The Practical Mystic
Monday, October 1, 2012
Tuesday, September 25, 2012
A 50th high school reunion
I was the editor of this gaudy yearbook. The reunion committee provided ID badges of our former selves. |
Last weekend my high school class of 1962 had a reunion.
Fifty years is real time.
I had attended our 35- and 45-year reunions so people’s
appearance was no shocker. It is a bit disconcerting to see such familiar faces
wearing the disguise of age. But after a weekend with my peer group I look at
my present face with more respect and affection. I see in myself, like I saw in
them, the gem of who I used to be and still am, the spark of my essential self.
Some of the women, like me, look like our mothers but with good haircuts.
Melba and Janis, looking like their mothers only better. |
The reunion committee had asked us for updates and
reflections on our lives and published these in a booklet. I was impressed by
the breadth and depth of the lives people have lived. Travel, family,
achievement, service blended with a remarkable integrity. My classmates have
been true to themselves and to their faith. They have served the world at large
and the communities where they have been planted or the one they never left.

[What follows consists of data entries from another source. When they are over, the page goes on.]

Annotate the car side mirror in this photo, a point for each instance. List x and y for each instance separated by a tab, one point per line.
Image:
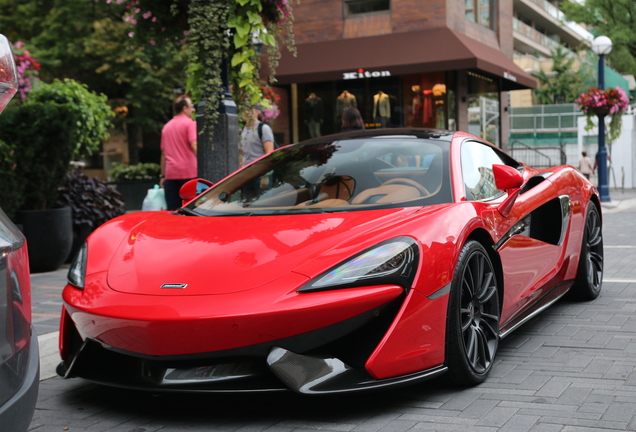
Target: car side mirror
8	74
193	188
510	180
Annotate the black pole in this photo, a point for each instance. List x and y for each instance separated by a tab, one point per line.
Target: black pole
601	156
217	153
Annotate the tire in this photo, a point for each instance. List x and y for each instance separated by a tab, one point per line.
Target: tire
589	277
473	319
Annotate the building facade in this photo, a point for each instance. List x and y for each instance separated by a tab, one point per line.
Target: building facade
539	27
403	63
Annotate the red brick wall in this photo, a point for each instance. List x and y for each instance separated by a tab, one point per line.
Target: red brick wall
317	20
412	15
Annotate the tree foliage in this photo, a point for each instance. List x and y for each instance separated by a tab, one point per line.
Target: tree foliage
568	78
88	41
91	112
615	19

They have become beloved parents and grandparents.
What is even more remarkable, though, is that this high
school class of mine still felt like a community, a group of people united by
affection and common experience despite our differences. We pulled together as
a high school class, though each of us played a unique role. This exercise in
building community is one of this small parochial school’s great gifts to my
life.
Faye |
Faye Mosemann was the one who pulled me into the
community-building exercise when she greeted me practically on the doorstep
that first day of freshman year. I soon learned that Faye was the daughter of
the pastor of the largest Mennonite church in the area, the one associated with
the local college. I was the shy daughter of a farmer. And I soon learned that
this didn’t matter. Faye and I became best friends.

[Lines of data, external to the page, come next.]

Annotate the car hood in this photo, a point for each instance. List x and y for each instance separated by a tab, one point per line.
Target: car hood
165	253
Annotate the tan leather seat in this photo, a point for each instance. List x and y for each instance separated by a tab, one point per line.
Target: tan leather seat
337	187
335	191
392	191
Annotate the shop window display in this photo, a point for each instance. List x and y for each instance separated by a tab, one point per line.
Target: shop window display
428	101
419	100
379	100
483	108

I can’t say exactly how this class came to feel like a
community and still does, after all these years. I don’t think there is any
good theory of community building; you just have to do it. Music was important
in our community. Faye and I and four girls quickly formed a singing group and
most of the class eventually joined one chorus or another. Singing and shared
classes blurred the boundaries of the cliques that high school students always
form. We were a group of 50–60, a good size for community building.
Wayne and Eileen |
We also came together with a hunger to learn, a sense of
being in momentous times, which was cultivated by some really great teachers.
John F. Kennedy was elected president in our junior year. Faye reminded me last
weekend that she came to my house to watch the returns on television—because
her stricter Mennonite parents didn’t have TV—and we stayed up all night. I
suspected that my parents had voted for Richard Nixon if they had voted at all.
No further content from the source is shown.